Question

Say that you are in a large room at temperature TC = 300 K. Someone gives you a pot of hot soup at a temperature of TH = 340 K. You set the bowl up so that as it cools to room temperature the heat first flows through a Carnot Engine. The soup has Cv= (33 J/K). Assume that the volume of the soup does not change. What fraction of the total heat QH that is lost by the soup can be turned into useable work by the engine? Work / QH =

Answer 1

To solve the problem it is necessary to take into account the concepts related to energy efficiency in the engines, the work done, the heat input in the systems, the exchange and loss of heat in the soupy the radius between the work done the lost heat ( efficiency).

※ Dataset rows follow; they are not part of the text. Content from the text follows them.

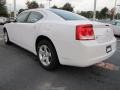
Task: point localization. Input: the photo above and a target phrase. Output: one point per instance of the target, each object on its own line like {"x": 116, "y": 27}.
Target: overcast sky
{"x": 79, "y": 5}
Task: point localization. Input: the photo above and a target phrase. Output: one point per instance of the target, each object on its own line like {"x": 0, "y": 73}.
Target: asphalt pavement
{"x": 19, "y": 70}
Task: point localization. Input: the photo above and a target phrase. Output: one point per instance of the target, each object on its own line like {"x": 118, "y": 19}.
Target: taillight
{"x": 85, "y": 32}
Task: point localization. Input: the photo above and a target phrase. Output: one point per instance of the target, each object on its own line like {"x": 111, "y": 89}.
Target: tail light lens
{"x": 85, "y": 32}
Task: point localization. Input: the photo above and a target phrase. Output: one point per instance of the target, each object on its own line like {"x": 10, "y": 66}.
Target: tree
{"x": 21, "y": 10}
{"x": 54, "y": 7}
{"x": 3, "y": 8}
{"x": 41, "y": 5}
{"x": 67, "y": 7}
{"x": 32, "y": 5}
{"x": 103, "y": 12}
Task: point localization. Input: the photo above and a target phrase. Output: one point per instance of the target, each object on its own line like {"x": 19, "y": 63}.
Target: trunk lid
{"x": 103, "y": 32}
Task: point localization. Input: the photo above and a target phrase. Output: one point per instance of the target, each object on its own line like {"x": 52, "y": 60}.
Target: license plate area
{"x": 108, "y": 49}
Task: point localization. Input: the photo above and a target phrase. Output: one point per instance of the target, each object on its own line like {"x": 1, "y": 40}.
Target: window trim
{"x": 35, "y": 12}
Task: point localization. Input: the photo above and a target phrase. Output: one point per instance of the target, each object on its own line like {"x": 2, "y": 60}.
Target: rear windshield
{"x": 68, "y": 15}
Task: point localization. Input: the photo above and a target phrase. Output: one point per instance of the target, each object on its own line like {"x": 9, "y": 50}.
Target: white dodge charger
{"x": 61, "y": 37}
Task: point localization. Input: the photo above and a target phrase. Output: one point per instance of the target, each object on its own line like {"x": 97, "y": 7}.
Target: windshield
{"x": 68, "y": 15}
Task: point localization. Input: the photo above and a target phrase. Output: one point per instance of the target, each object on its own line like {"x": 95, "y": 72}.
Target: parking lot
{"x": 20, "y": 70}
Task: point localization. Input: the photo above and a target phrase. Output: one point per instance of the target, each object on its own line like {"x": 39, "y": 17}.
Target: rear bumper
{"x": 89, "y": 53}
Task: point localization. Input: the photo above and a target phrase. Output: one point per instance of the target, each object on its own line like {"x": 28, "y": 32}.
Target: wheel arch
{"x": 42, "y": 37}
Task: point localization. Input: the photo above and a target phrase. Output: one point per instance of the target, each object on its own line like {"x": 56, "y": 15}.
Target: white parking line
{"x": 118, "y": 40}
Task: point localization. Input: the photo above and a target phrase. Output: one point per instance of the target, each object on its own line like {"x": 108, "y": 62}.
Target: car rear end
{"x": 95, "y": 42}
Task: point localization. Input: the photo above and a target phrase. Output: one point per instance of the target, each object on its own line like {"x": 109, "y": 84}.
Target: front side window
{"x": 34, "y": 17}
{"x": 22, "y": 17}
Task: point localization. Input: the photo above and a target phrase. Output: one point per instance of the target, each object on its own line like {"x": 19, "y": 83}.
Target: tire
{"x": 47, "y": 55}
{"x": 6, "y": 38}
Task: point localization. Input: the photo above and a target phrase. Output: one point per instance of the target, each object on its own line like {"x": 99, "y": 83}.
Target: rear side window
{"x": 34, "y": 17}
{"x": 67, "y": 15}
{"x": 22, "y": 17}
{"x": 118, "y": 24}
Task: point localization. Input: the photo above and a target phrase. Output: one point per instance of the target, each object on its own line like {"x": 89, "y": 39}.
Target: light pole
{"x": 14, "y": 8}
{"x": 114, "y": 10}
{"x": 118, "y": 11}
{"x": 94, "y": 13}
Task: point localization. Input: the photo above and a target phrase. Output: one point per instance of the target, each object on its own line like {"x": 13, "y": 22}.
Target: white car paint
{"x": 116, "y": 27}
{"x": 62, "y": 34}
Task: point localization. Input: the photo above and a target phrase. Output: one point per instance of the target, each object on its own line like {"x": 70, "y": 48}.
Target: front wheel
{"x": 47, "y": 55}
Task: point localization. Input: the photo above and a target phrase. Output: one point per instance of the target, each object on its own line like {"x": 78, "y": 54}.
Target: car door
{"x": 15, "y": 28}
{"x": 28, "y": 31}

By definition the efficiency of the heat engine is

`\epsilon = 1- (T_c)/(T_h)`

Where,

`T_c =` Temperature at the room

`T_h  =`Temperature of the soup

The work done is defined as,

`dW = \epsilon(dQ_h)`

Where
`Q_h` represents the input heat and at the same time is defined as

`dQ_h =c_v (dT_h)`

Where,

`c_V =`Specific Heat

The change at the work would be defined then as

`dW = \epsilon(dQ_h)`

`dW = \epsilon c_v (dT_h)`

`dW = (1-(T_c)/(T_h))c_v (dT_h)`

`W = \int dW = \int (1-(T_c)/(T_h))c_v (dT_h)`

`W = c_v (T_h-T_c)-c_v T_c ln((T_h)/(T_c))`

On the other hand we have that the heat lost by the soup is equal to

`dQ_h =c_v (dT_h)`

`Q_h =c_v (T_h-T_c)`

The ratio between both would be,

`(W)/(Q_h) = (c_v (T_h-T_c)-c_v T_c ln((T_h)/(T_c)))/(c_v (T_h-T_c))`

`(W)/(Q_h) = (1+ln((T_h)/(T_c)))/(1-(T_h)/(T_c))`

Replacing with our values we have,

`(W)/(Q_h) = 1+(ln((340K)/(300K)))/(1-(340K)/(300K))`

`(W)/(Q_h) = 0.0613`

Therefore the fraction of heat lost by the soup that can be turned into useable work by the engine is 0.0613.